For Nedda’s father, a scientist recently laid off by NASA, another tragedy motivates his work on a strange invention. Nedda’s brother died years before she was born. Now he hopes to prolong Nedda’s childhood just a bit longer. “Your children,” he thinks, “were all your flaws shown to you in a way that made you love them, your worst made good. Inventions were your best attempt at beautiful thought.”
The audiobook’s credits say “performed by Kyla Garcia,” but the performative elements of her narration are understated. Her pitch rises for children’s dialogue and deepens for male characters, but Garcia handles these modulations with subtlety. She reads with elegance and empathy, finding the nuance in Swyler’s prose. Whether it’s the production, the narrator, or both, Garcia’s voice is as crisp and clear as I’ve heard in an audiobook. She sounds inside the room with you rather than inside your listening device.
Chapters alternate between 1986 and the time Nedda and her astronaut colleagues are in space, a year and a mission I won’t spoil here. Light from Other Stars literally bends time, but what you’ll remember most are the relationships.
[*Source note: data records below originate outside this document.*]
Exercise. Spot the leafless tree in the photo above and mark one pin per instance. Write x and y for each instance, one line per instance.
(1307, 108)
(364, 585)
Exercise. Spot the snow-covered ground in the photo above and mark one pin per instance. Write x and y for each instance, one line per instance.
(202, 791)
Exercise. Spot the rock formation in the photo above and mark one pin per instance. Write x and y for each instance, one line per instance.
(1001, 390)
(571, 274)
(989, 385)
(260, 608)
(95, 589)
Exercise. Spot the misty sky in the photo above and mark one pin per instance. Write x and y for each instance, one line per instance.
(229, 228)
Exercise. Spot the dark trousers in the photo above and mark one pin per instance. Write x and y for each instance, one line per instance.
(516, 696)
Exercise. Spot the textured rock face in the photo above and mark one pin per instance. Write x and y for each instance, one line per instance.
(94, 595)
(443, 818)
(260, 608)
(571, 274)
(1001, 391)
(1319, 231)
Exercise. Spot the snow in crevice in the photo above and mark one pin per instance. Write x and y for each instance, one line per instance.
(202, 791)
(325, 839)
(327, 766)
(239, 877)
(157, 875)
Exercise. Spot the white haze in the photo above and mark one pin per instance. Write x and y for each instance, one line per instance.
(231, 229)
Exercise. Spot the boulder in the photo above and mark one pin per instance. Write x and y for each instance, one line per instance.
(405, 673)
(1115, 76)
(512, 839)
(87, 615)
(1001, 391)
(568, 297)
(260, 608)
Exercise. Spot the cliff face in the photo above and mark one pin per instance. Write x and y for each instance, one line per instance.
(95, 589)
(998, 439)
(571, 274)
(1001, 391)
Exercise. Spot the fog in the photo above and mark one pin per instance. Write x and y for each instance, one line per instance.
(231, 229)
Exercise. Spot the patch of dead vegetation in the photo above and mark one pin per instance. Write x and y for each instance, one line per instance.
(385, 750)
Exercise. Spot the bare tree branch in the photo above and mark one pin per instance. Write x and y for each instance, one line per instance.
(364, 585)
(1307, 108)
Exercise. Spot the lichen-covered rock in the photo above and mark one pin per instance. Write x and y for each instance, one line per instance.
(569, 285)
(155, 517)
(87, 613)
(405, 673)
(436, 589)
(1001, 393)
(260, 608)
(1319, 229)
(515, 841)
Swyler is an impressive storyteller, not only for her pacing and the emotional dimension of her characters, but for her ability to make speculative elements utterly credible. The same is true of her 2015 debut, The Book of Speculation, featuring mermaids, traveling carnivals, and a family curse. Call it speculative fiction or literary, but Swyler mixes depth and entertainment as seamlessly as any novelist.